A nurse is caring for a client who is 28 weeks pregnant and has preeclampsia. Which of the following is the priority assessment?
- A. Level of consciousness
- B. Deep tendon reflexes
- C. Blood pressure
- D. Urinary output
Correct Answer: C
Rationale: Blood pressure is the priority assessment in clients with preeclampsia because hypertension is the primary symptom of the condition. Elevated blood pressure increases the risk of complications such as eclampsia and placental abruption.

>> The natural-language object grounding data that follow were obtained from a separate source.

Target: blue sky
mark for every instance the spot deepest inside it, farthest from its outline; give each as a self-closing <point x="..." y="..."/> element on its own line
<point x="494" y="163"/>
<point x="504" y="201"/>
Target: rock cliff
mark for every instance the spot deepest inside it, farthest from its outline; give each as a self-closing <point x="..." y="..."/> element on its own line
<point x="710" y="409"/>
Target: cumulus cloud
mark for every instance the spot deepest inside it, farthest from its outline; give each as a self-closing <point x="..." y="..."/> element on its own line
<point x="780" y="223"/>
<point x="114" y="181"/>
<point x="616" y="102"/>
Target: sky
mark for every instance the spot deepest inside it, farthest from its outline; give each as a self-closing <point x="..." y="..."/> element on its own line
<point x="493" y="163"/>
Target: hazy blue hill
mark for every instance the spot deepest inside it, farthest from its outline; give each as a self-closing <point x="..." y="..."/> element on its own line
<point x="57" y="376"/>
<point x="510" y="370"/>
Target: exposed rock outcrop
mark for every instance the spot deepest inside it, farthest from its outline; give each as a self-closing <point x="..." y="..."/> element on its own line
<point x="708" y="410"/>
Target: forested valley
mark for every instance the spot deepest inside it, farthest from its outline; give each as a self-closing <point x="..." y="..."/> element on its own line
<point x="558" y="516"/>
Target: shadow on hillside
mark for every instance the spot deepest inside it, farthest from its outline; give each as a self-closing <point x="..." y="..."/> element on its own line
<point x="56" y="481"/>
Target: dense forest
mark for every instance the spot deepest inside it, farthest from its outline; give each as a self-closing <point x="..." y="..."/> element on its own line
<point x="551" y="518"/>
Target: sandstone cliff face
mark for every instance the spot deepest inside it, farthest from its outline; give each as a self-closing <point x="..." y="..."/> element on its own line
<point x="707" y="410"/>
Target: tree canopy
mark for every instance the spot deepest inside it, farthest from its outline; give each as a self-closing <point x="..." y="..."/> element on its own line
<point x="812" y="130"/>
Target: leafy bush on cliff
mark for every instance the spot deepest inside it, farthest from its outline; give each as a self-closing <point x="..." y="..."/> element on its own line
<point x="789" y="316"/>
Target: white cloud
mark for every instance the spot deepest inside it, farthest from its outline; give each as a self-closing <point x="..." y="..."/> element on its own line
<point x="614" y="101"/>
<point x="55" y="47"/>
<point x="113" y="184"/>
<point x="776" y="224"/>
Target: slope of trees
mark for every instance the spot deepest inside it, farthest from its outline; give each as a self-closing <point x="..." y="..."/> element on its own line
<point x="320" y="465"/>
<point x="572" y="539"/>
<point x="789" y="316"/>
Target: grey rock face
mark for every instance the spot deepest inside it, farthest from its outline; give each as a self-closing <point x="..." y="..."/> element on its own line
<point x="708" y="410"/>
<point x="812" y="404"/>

A nurse is discussing recommendations for daily nutrient intake during pregnancy with a client who is at 10 weeks of gestation. For which of the following nutrients should the nurse instruct the client to increase intake during pregnancy?
- A. Vitamin E
- B. Vitamin D
- C. Fiber
- D. Calcium
Correct Answer: D
Rationale: Calcium is vital during pregnancy for fetal bone development and to prevent maternal bone loss. The recommended daily intake should be increased to support these needs.
A nurse is caring for a client who is in the third trimester of pregnancy and has gestational diabetes. Which of the following complications is the fetus at risk for?
- A. Macrosomia
- B. Hydrocephalus
- C. Cleft palate
- D. Spina bifida
Correct Answer: A
Rationale: Gestational diabetes can result in fetal macrosomia, a condition where the baby grows larger than normal due to excess glucose in the mother's blood. This increases the risk of complications during delivery.